As the sun lowers earlier in the sky, and the leaves began to fall, many farming families start facing the same challenge — time with each other is scarce.
Many times moms are turned into taxi services, carrying kids, food, and equipment to their designated places. Dads put in long hours in the field, sometimes not seeing children except for waking them up and tucking them in at night. But families will be families.
John Kuegel Jr. owns and operates Old Lyddane Farm, one of two dairy farms left in Daviess County. In the 1970’s, there were over 70 dairy farms in the area. In 2003, there were less than ten, and now there are only two.
“To succeed, you have to have a child that’s willing to come in and do the same thing. If you’re going to do that, you have to prepare the business to accept that partner,” Kuegel says, talking about the future of his farming operation and his dairy barn. “Most of the kids that come up, they have done enough work on the farm, especially the dairy, that they don’t want to milk cows.”
The Kuegel family knows this story all to well. In the 1970s, the Kuegel’s had four dairies in the family. Each decade a dairy closed to either a lack of interest or plunging milk prices.
“Well I think I’m going to take over the family farm. My favorite part is when the silage comes in. I like the smell.” says John’s son, Josh, 11.
The Kuegel family, like most farming families, are forced to make time for each other during harvest months. John spends long hours making sure the crop is in before winter. Besides Old Lyddane Farm, John and his crew also mange some 13 other farms for the owners in the area.
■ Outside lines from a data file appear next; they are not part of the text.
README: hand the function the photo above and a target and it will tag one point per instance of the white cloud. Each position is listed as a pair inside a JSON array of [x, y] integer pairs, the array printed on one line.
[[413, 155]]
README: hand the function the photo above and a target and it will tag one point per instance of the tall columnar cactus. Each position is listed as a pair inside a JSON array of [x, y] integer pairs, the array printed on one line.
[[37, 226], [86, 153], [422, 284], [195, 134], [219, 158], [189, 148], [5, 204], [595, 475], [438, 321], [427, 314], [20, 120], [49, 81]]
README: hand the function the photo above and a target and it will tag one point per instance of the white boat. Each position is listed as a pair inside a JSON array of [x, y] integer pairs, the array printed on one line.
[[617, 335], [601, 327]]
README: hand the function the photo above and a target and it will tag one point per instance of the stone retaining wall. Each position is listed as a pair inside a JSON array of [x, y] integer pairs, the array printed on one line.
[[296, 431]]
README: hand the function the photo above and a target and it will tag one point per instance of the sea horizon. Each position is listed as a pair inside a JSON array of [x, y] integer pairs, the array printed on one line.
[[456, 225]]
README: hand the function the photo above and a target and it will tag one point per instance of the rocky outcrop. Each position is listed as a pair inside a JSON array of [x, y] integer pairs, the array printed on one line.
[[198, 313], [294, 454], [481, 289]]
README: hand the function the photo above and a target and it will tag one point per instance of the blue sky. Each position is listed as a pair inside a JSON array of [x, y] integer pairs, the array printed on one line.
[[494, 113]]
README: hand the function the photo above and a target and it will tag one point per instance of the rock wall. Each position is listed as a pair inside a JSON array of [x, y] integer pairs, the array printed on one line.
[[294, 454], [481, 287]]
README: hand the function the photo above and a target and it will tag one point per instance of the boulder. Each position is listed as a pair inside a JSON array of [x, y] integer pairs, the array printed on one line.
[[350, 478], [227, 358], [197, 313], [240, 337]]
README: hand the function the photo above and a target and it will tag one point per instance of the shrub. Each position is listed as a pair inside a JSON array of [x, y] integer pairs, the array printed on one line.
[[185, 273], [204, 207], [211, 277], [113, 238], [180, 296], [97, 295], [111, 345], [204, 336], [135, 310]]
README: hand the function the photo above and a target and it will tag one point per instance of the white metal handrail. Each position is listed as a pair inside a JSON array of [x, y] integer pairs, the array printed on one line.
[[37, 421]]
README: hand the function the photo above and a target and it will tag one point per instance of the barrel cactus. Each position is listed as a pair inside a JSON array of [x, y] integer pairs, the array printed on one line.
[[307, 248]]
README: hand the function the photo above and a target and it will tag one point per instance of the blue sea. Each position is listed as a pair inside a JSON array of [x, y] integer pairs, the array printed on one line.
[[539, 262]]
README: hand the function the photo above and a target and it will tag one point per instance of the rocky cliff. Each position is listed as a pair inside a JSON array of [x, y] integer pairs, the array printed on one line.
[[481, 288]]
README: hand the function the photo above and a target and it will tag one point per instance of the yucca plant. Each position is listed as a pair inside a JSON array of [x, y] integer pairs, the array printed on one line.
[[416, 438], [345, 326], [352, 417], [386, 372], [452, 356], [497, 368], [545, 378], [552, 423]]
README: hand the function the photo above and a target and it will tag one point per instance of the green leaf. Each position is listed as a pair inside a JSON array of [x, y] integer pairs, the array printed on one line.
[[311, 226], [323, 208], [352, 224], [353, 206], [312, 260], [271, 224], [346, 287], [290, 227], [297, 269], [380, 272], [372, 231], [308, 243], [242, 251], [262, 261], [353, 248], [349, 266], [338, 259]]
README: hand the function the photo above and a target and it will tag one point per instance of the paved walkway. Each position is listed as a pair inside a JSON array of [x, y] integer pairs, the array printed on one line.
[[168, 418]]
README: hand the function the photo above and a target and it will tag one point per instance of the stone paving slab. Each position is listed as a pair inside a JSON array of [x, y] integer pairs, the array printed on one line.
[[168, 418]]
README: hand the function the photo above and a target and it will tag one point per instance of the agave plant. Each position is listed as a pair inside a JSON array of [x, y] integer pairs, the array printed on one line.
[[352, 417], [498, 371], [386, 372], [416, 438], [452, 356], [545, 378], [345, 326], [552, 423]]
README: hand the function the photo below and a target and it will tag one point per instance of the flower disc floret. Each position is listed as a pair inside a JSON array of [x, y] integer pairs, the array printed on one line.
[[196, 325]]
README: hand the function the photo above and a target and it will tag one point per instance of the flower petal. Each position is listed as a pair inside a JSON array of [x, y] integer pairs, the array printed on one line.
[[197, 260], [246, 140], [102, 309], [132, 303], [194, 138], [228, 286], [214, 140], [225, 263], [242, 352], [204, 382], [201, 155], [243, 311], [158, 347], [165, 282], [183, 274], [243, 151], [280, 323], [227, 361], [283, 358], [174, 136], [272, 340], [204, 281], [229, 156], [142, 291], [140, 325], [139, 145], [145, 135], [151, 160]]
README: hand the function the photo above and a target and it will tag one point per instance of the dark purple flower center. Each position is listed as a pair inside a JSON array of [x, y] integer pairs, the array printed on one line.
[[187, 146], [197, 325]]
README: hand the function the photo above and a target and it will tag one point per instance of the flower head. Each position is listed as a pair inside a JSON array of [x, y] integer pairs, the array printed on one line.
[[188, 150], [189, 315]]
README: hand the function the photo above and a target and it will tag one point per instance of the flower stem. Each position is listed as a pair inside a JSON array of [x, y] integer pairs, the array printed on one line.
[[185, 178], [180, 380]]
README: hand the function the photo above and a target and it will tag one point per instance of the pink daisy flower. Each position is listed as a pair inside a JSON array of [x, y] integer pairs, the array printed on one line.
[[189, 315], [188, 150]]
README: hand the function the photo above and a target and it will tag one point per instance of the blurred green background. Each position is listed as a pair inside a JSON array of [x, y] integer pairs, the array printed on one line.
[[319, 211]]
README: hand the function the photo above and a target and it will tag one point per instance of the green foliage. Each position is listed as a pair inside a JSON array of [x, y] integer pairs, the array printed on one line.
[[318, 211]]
No matter the hurricane of activity and work, the family has special moments built in, whether it is a picnic on the back of wife, Leigh Ann’s, car in the middle of a corn field, a fall hay ride, or the pizza dinner they enjoy every Friday night. The Kuegels throw out a blanket in their family room and sit around telling stories, laughing at T.V., and enjoying pizza from a local pizzeria.
“If the diary is the center, all the work we do revolves around it twelve months a year,” Kuegel said. “It gets to the point that when it’s seven days a week, well, we have always tried to have good help.” John credits his employees and the help they give as what allows the Kuegels to have the family time they do have.